Overall an easy to read and understand paper focusing on an interesting problem. However, formalization is substandard, everything presented already exists in one form or another and the paper fails to identify what is new here. Further evaluation section is sub-standard requiring more details and a comparison with existing works.

--Introduction.
It is not clear what “the evolutionary analysis” mentioned in the introduction is exactly.

--Related work
Several key papers are missing from the related work:
On ontology evolution:
Fouad Zablith, Grigoris Antoniou, Mathieu d'Aquin, Giorgos Flouris, Haridimos Kondylakis, Enrico Motta, Dimitris Plexousakis, Marta Sabou:Ontology evolution: a process-centric survey. Knowl. Eng. Rev. 30(1): 45-75 (2015)
On language of changes
Vicky Papavassiliou, Giorgos Flouris, Irini Fundulaki, Dimitris Kotzinos, Vassilis Christophides:
On Detecting High-Level Changes in RDF/S KBs. ISWC 2009: 473-488
On exploring evolution
Haridimos Kondylakis, Nikos Papadakis: EvoRDF: evolving the exploration of ontology evolution. Knowl. Eng. Rev. 33: e12 (2018)

--Evolution detection
“is a set of biological sequence ontologies (SOs)” what makes biological ontologies so important here?

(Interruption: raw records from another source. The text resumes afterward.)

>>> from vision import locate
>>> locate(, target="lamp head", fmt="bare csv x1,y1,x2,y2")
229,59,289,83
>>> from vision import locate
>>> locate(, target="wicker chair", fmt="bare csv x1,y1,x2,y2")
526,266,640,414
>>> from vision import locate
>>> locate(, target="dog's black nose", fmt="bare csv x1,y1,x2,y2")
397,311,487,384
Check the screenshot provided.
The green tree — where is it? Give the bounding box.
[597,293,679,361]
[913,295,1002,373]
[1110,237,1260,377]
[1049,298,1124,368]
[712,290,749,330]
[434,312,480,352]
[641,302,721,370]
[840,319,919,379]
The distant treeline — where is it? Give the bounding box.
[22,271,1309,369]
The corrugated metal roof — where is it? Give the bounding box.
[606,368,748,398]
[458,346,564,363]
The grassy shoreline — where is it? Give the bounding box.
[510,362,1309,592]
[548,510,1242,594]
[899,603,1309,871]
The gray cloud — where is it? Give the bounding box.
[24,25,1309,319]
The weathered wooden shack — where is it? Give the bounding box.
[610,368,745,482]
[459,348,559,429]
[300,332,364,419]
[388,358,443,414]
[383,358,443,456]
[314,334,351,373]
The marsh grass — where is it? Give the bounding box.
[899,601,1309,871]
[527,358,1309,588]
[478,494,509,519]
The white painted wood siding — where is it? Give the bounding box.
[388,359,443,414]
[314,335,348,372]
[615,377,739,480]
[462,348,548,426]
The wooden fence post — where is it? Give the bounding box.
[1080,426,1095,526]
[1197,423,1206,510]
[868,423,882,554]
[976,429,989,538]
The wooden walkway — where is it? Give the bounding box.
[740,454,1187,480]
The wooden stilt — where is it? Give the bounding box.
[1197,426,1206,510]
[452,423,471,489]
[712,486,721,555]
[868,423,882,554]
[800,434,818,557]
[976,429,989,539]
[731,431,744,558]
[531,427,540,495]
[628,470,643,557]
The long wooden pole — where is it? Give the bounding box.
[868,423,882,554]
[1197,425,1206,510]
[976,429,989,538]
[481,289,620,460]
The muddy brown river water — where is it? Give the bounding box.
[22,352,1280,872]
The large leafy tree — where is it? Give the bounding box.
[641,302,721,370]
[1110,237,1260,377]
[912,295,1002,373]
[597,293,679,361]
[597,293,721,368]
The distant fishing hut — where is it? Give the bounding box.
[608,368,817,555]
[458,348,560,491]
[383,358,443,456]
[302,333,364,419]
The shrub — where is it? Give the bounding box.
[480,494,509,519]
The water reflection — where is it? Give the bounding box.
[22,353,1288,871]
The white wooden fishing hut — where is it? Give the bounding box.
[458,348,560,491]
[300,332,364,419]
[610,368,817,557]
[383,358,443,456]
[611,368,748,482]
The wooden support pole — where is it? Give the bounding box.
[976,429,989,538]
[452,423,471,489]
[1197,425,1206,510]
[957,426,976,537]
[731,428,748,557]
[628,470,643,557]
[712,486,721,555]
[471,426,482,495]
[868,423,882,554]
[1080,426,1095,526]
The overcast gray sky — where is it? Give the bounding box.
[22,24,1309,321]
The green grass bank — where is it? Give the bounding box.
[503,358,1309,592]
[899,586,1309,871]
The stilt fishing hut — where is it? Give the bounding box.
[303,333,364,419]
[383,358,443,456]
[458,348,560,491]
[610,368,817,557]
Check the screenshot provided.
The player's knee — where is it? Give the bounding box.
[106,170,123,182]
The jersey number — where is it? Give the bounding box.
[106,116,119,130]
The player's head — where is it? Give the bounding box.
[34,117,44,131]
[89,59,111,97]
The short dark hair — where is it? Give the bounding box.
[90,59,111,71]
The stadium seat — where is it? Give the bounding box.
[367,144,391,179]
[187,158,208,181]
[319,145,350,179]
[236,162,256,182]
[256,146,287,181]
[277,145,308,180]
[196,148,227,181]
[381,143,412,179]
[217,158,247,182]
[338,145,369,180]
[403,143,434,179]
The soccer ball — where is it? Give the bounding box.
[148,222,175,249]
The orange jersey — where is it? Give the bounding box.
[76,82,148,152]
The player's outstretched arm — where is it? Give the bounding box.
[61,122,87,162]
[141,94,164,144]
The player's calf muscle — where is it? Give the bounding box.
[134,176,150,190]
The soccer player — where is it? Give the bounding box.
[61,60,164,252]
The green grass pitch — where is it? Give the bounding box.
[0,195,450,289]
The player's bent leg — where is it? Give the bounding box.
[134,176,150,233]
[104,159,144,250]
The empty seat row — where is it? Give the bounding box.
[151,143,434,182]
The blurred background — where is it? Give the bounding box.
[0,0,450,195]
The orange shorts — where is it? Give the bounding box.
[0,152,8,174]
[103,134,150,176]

Is the evolution detection algorithm deterministic and its results unique? What about its correctness and its complexity?

--Evaluation

Evaluation performed is modest and based on a single ontology.

As there are many works on change detection a comparison with at least an existing work is required.

How the nine queries used for query time evaluation were selected. What are their characteristics. Random selection is not appropriate here.

It is not clear how the accuracy was evaluated. How the “truth” was constructed in order to compare it with the results of your algorithm.

Storage compression can be further enhanced by dictionary encoding.